Abstract
Background: Epithelial cytokines, including IL-33 and Thymic stromal lymphopoietin (TSLP), have attracted interest because of their roles in chronic allergic inflammation-related conditions such as asthma. Mast cells are one of the major targets of IL-33, to which they respond by secreting cytokines. Most studies performed thus far have investigated the acute effects of IL-33 on mast cells. In the current study, we investigated how acute vs. prolonged exposure of mast cells to IL-33 and TSLP affects mediator synthesis and IgE-mediated activation.Methods: Human lung mast cells (HLMCs), cord blood-derived mast cells (CBMCs), and the ROSA mast cell line were used for this study.
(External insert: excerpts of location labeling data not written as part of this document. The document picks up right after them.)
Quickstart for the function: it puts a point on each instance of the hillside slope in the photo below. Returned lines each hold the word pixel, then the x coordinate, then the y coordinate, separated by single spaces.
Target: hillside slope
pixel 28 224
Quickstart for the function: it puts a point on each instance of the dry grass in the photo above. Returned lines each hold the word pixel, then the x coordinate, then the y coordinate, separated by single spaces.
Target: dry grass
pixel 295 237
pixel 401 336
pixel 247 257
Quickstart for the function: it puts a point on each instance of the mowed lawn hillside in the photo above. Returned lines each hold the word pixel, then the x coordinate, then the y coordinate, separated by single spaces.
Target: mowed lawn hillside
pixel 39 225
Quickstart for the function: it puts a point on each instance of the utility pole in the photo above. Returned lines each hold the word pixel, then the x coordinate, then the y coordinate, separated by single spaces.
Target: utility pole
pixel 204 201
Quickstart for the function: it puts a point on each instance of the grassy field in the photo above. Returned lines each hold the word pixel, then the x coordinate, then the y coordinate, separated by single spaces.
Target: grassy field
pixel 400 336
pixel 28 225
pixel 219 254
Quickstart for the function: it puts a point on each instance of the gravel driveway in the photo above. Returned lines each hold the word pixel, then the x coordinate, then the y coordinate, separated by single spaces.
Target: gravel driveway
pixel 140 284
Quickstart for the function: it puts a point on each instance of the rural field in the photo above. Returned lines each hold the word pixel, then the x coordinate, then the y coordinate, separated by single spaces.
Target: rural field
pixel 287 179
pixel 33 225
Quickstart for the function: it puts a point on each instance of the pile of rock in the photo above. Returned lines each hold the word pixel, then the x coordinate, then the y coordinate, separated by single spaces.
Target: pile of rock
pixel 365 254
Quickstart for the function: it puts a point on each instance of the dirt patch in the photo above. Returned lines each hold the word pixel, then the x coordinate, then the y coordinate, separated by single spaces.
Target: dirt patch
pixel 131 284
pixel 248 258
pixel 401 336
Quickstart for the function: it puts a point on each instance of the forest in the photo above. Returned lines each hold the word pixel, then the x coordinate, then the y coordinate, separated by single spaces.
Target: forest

Receptor expression and the levels of mediators were measured after treatment with IL-33 and/or TSLP.Results: IL-33 induced the release of cytokines. Prolonged exposure to IL-33 increased while TSLP reduced intracellular levels of tryptase. Acute IL-33 treatment strongly potentiated IgE-mediated activation. In contrast, 4 days of exposure to IL-33 decreased IgE-mediated activation, an effect that was accompanied by a reduction in FcεRI expression.Conclusion: We show that IL-33 plays dual roles in mast cells, in which its acute effects include cytokine release and the potentiation of IgE-mediated degranulation, whereas prolonged exposure to IL-33 reduces IgE-mediated activation. We conclude that mast cells act quickly in response to the alarmin IL-33 to initiate an acute inflammatory response, whereas extended exposure to IL-33 during prolonged inflammation reduces IgE-mediated responses. This negative feedback effect suggests the presence of a novel regulatory pathway that modulates IgE-mediated human mast cell responses.
Highlights
Compelling evidence suggests that epithelial cell-derived cytokines, such as thymic stromal lymphopoietin (TSLP), and interleukin (IL) 33 (IL-33), are strongly involved in the initiation and/or perpetuation of allergy and chronic inflammatory lung diseases such as asthma [1,2,3]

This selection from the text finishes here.